Durante décadas, ver un cacomixtle era un evento extraordinario reservado para zonas de reserva como el Pedregal o los bosques del Estado de México. Sin embargo, el panorama ha cambiado drásticamente. De acuerdo con el Dr. Leopoldo Islas Flores, investigador de la UAEMex, la especie ha encontrado una “tolerancia” inesperada en las zonas urbanas.
“Era muy raro verlos, ahorita ya es muy común encontrarlos en otros sitios. Tiene que ver mucho con que encuentran refugios y alimento muy fácilmente”, explica el especialista. A diferencia de otras especies que huyen del avance del concreto, el cacomixtle ha modificado su comportamiento, encontrando en los microhábitats creados por jardines, parques y estructuras humanas un refugio seguro para reproducirse, al no tener depredadores directos en la ciudad.
¿Aliado o amenaza? Su papel es vital en el ecosistema
Aunque su presencia a veces genera desconfianza, el cacomixtle es en realidad un aliado silencioso de la salud urbana. Es un dispersor de semillas y un controlador natural de plagas.
Es un omnívoro oportunista. Se alimenta de invertebrados, vertebrados pequeños (como ratones), cucarachas y frutos de temporada. Posee una cola anillada más larga que su cuerpo que le sirve de balancín y sus tobillos pueden rotar más de 180 grados, lo que le permite bajar de los árboles y paredes cabeza abajo.

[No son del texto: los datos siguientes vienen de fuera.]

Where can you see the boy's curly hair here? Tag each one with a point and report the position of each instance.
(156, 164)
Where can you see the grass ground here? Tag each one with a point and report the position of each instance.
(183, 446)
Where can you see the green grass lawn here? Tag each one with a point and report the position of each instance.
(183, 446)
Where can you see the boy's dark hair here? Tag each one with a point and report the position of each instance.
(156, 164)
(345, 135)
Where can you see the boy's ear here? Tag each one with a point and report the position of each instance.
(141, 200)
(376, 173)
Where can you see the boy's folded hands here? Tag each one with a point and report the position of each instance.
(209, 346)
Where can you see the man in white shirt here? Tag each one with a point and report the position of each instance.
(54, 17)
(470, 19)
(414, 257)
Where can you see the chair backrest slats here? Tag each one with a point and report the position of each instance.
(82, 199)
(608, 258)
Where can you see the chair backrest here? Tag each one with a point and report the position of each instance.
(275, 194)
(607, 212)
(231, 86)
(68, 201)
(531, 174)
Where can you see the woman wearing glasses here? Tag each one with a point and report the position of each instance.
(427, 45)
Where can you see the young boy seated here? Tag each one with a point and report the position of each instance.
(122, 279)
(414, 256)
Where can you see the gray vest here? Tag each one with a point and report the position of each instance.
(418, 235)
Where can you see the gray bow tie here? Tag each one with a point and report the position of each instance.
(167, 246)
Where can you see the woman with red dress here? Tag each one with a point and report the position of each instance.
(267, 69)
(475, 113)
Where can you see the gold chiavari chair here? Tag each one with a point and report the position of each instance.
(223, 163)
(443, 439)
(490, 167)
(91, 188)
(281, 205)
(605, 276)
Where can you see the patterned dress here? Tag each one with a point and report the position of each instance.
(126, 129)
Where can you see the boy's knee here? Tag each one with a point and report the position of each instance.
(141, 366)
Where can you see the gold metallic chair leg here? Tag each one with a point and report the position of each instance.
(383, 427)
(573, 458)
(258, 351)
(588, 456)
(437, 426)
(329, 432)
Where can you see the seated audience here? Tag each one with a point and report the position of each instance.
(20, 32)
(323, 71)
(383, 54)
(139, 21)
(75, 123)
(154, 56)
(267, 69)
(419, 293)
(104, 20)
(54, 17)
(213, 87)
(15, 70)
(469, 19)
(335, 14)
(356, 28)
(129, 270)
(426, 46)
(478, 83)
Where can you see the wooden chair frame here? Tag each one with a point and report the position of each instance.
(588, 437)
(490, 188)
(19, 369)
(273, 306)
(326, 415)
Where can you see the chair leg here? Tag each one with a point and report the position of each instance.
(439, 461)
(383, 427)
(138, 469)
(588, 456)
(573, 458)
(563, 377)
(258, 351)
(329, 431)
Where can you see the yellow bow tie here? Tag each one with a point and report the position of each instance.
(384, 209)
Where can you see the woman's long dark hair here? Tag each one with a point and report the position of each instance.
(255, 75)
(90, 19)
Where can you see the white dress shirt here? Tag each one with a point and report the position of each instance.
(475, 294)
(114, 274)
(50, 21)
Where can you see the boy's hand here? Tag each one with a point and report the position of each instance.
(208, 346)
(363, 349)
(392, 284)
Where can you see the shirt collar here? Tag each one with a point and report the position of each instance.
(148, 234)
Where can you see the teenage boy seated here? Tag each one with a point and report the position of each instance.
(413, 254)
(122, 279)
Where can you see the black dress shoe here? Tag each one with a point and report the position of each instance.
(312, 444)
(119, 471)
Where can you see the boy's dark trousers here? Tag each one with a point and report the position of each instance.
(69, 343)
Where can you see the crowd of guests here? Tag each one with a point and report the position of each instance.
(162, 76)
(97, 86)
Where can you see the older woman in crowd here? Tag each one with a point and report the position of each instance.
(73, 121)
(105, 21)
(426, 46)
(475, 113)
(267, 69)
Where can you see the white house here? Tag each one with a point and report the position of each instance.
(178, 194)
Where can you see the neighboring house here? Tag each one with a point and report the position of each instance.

Entender cómo se mueven estos animales en medio de la población requiere tecnología de precisión. Camila Gallardo Sánchez, especialista en monitoreo de la UAEMex, explica que el uso de fototrampas ha sido clave para documentar su vida sin perturbarlos. “Los animales siempre se van a estar moviendo y si te ven, van a huir. Las cámaras camufladas con sensores de movimiento nos permiten monitorear las comunidades de manera más sencilla”, señala Gallardo.

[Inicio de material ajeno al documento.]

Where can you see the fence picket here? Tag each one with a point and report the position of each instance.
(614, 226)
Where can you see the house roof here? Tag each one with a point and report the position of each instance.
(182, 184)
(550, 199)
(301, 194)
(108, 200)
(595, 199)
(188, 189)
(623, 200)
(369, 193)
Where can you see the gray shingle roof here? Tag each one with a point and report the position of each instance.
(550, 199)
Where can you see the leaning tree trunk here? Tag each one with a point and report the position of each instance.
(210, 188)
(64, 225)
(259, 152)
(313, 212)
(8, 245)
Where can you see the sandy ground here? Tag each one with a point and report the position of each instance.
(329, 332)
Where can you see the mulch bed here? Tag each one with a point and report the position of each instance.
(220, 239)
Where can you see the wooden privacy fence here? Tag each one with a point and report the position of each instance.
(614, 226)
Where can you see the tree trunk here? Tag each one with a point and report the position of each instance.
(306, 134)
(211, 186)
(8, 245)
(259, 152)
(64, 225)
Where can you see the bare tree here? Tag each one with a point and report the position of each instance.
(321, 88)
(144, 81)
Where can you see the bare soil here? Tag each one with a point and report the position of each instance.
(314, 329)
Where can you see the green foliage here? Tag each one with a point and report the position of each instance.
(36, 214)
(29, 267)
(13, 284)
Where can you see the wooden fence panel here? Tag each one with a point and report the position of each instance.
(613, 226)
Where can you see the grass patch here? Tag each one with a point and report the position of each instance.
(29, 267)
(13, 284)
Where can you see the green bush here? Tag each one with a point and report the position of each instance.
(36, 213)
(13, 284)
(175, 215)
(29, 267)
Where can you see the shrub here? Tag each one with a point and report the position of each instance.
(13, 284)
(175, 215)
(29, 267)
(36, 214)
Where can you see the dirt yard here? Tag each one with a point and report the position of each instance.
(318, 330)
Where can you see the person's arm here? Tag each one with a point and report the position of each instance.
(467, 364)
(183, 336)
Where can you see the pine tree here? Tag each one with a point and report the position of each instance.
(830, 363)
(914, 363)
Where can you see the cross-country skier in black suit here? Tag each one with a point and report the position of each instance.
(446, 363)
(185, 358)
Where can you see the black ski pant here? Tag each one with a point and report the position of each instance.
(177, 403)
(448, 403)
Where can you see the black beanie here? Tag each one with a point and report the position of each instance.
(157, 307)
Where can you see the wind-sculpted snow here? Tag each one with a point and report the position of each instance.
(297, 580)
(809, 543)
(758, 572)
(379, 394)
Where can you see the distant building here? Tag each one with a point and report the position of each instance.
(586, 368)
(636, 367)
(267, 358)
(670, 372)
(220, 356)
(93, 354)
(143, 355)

A pesar de su naturaleza nocturna, el estrés urbano o la búsqueda de refugios más seguros ha provocado que se les vea incluso al atardecer. Ante este fenómeno, la recomendación de los expertos es clara: la reubicación no es la solución.
“Hay que aprender a convivir con ellos, es un hecho que ya viven con nosotros. Aunque los reubiquemos, van a llegar otros. Es momento de vivir con ellos”, sentencia el Dr. Islas Flores. El cacomixtle no llegó de pronto; simplemente dejó de esconderse. Hoy, su presencia es el recordatorio de que la biodiversidad se resiste a desaparecer y que, quizá sin darnos cuenta, ya somos parte de su mismo ecosistema.